1 For the attention components. See Performance for more information.

Installation

pip install fast-perceiver

FlashAttention will be installed as part of the dependencies and may have to be compile locally. Note that this may take a while and fail for unsupported GPUs or CUDA versions. Please refer to the linked repository for further information and help with the installation.

Usage

import torch

from fast_perceiver import Perceiver

in_dim = 256
out_dim = 128

latent_dim = 512
num_latents = 512

model = Perceiver(
    input_dim=in_dim,
    depth=8,
    out_dim=out_dim,
    num_latents=num_latents,
    latent_dim=latent_dim,
    cross_heads=1,
    cross_head_dim=64,
    latent_heads=8,
    latent_head_dim=64,
    cross_attn_dropout=0.0,
    self_attn_dropout=0.0,
    weight_tie_layers=False,
    gated_mlp=True,
).cuda()

x = torch.randn(32, 128, in_dim).cuda()
mask = torch.rand(32, 128) > 0.5

# FlashAttention only works with half-precision
# Don't forget to autocast!
with torch.autocast('cuda'):
    # `out_dim` specified; averages and projects output
    out = model(x)

    assert out.shape == (32, out_dim)

    # A input element-wise mask can be provided
    # All non-True elements will be ignored
    out = model(x, mask=mask)

    # The raw final latents will be returned when `return_embeddings=True`
    embeds = model(x, return_embeddings=True)

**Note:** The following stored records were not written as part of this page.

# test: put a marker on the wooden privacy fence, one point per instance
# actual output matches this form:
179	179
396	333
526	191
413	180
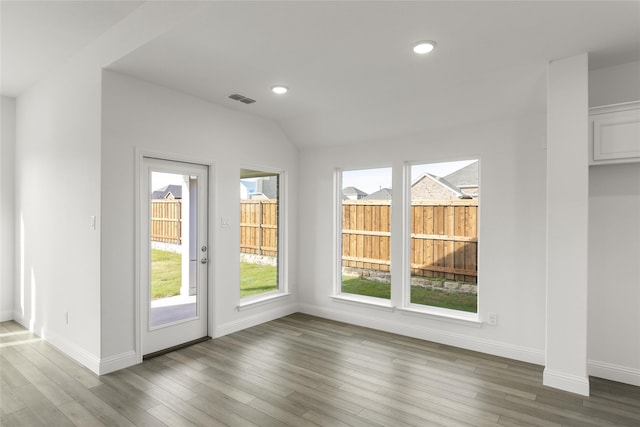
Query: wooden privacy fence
166	221
444	237
259	227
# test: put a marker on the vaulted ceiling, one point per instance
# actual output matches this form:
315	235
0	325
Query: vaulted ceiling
349	67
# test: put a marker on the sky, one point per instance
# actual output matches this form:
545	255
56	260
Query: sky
161	179
371	180
367	180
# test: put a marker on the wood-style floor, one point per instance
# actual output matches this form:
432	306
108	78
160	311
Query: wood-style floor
299	371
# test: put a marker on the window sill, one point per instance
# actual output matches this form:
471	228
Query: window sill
364	301
256	301
443	314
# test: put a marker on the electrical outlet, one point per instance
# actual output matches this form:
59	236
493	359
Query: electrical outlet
492	318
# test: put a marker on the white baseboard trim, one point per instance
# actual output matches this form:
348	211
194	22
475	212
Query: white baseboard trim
117	362
247	322
496	348
79	354
609	371
567	382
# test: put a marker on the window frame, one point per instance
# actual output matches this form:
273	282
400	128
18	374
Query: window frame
282	289
406	304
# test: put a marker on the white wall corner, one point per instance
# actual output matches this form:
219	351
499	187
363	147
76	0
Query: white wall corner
117	362
613	372
567	382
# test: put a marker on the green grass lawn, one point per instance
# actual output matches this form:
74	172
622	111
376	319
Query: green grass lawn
419	295
166	276
257	279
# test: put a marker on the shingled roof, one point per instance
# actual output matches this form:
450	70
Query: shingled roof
164	192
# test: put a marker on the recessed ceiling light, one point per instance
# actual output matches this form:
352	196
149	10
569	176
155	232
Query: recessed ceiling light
423	46
280	89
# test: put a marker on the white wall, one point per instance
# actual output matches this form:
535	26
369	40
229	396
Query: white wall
57	176
567	225
57	189
140	115
512	228
7	206
614	245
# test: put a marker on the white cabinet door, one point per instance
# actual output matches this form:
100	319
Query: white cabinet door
615	133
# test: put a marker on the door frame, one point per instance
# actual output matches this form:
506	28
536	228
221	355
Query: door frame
140	155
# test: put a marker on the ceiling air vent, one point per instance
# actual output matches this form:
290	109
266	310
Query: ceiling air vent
242	98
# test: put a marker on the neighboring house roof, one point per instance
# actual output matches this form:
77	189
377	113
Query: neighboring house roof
353	193
168	192
466	177
432	187
382	194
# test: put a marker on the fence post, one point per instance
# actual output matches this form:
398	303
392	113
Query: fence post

    assert embeds.shape == (32, num_latents, latent_dim)

Performance

The Perceiver is already designed and intended as a attention architecture with sub-quadratic compute and memory complexity in comparison to the quadratic requirements of a vanilla Transformer.

A naive implementation will have $\mathcal{O}(nm)$ memory requirements for the cross-attention modules and $\mathcal{O}(n^2)$ complexity for the self-attention or latent blocks, where $n$ is the number of latent vectors (fixed hyperparameter), $m$ the number of input elements and $m \gg n$ should generally apply.

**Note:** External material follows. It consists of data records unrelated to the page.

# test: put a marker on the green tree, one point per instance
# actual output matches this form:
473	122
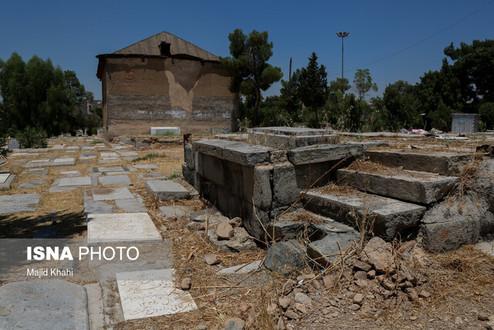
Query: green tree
402	105
289	96
363	82
486	112
248	64
473	65
313	87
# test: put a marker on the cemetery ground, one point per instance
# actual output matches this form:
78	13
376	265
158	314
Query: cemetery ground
86	189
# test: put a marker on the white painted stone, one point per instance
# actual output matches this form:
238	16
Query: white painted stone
109	194
121	227
165	130
152	293
75	181
241	269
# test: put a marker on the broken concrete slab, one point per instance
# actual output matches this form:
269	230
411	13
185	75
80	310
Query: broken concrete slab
164	131
43	304
323	153
75	181
444	163
167	190
98	207
389	216
152	293
236	152
65	161
176	212
31	184
18	203
241	269
114	180
285	257
121	227
95	306
134	205
6	180
410	186
149	166
38	163
326	250
447	226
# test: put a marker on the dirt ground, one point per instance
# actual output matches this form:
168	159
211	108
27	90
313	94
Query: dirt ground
461	283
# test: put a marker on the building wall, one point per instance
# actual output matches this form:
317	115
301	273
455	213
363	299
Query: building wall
143	92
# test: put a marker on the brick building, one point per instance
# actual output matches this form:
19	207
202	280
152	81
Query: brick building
164	80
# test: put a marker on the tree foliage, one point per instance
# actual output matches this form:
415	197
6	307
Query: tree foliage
41	99
313	87
248	64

FlashAttention allows a memory usage reduction to $\mathcal{O}(n)$ for the cross-attention layers and $\mathcal{O}(n)$ for the self-attention layers. However, this only accounts for the computation of the attention mechanisms. The input sequence and corresponding keys and values within the cross-attention modules will still grow with $m$.

Until the latter starts to dominate memory usage, this implementation allows to greatly scale the input sequence length. For instance, 16x larger input lengths can be achieved in comparison to perceiver-pytorch on a RTX 4090, keeping the other hyperparameters fixed (see run_benchmarks.py for the exact configuration).

Benchmarks

Benchmarks against other implementations (currently only perceiver-pytorch) can be performed with:

python run_benchmarks.py

The script will create a benchmark_results.csv. The create_plots.py script can then be used to create plots.

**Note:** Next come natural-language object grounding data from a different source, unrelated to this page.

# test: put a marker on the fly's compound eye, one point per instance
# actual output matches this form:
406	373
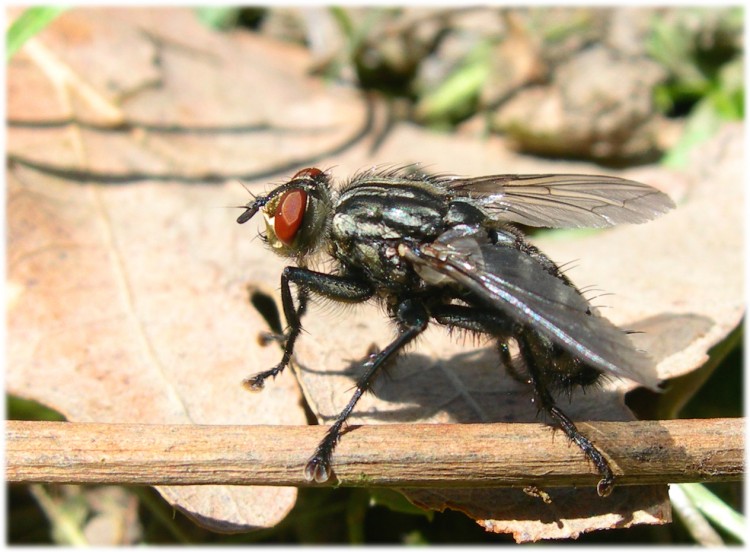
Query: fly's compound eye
289	214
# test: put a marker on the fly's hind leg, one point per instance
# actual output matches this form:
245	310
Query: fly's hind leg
535	352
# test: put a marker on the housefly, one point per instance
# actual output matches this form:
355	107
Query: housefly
446	249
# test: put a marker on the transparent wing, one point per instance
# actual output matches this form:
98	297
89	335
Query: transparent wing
562	200
516	284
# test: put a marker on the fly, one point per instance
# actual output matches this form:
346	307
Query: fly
445	249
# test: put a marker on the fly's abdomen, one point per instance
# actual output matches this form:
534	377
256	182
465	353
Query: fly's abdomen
371	219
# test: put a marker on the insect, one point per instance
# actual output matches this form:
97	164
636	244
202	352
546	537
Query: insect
445	249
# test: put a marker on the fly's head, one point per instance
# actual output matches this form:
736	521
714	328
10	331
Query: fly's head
296	213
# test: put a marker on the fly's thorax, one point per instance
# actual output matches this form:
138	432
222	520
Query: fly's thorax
370	220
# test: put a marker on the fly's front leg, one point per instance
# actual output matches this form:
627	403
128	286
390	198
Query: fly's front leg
412	319
338	288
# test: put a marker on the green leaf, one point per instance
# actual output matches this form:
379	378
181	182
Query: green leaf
716	510
459	89
218	18
28	25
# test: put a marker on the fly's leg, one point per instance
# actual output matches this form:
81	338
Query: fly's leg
483	321
530	347
412	320
338	288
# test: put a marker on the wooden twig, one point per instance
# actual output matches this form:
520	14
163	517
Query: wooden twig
409	455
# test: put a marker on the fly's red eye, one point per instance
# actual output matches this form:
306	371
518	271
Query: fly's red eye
310	172
289	215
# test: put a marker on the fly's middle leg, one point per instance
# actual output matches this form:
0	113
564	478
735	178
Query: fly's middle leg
412	319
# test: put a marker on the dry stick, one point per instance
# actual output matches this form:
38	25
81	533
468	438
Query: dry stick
410	455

The following plots have been created using a single RTX 4090 with 24GB of VRAM.

Benchmark results on speedup

Benchmark results on memory usage reduction

Note: The batch size for each configuration corresponds to the smallest value that works for all implementations. Especially for longer sequence lengths, this leads to decreasing GPU utilization and thus a lower speedup than theoretically possible. There are some ways to fix this, but my attempts so far have led to distorted results.

Acknowledgements

The implementation is inspired by lucidrain's Perceiver implementation and would not have been possible without Tri Dao's FlashAttention.

Planned features

These are a few features that are either planned or WIP. If you have urgent demand for some of them, feel free to write an issue:

  • Perceiver IO [2] [WIP]
  • Perceiver AR [3] (or an AR demo in general)
  • Demos [WIP]
  • Tests [WIP]
  • Allow more flexible cross-attention configurations
  • Benchmarks against other Perceiver implementations, e.g. DeepMind's or Krasser's

References

[1] Jaegle, Andrew, Felix Gimeno, Andrew Brock, Andrew Zisserman, Oriol Vinyals, and Joao Carreira. “Perceiver: General Perception with Iterative Attention.” arXiv, June 22, 2021. http://arxiv.org/abs/2103.03206.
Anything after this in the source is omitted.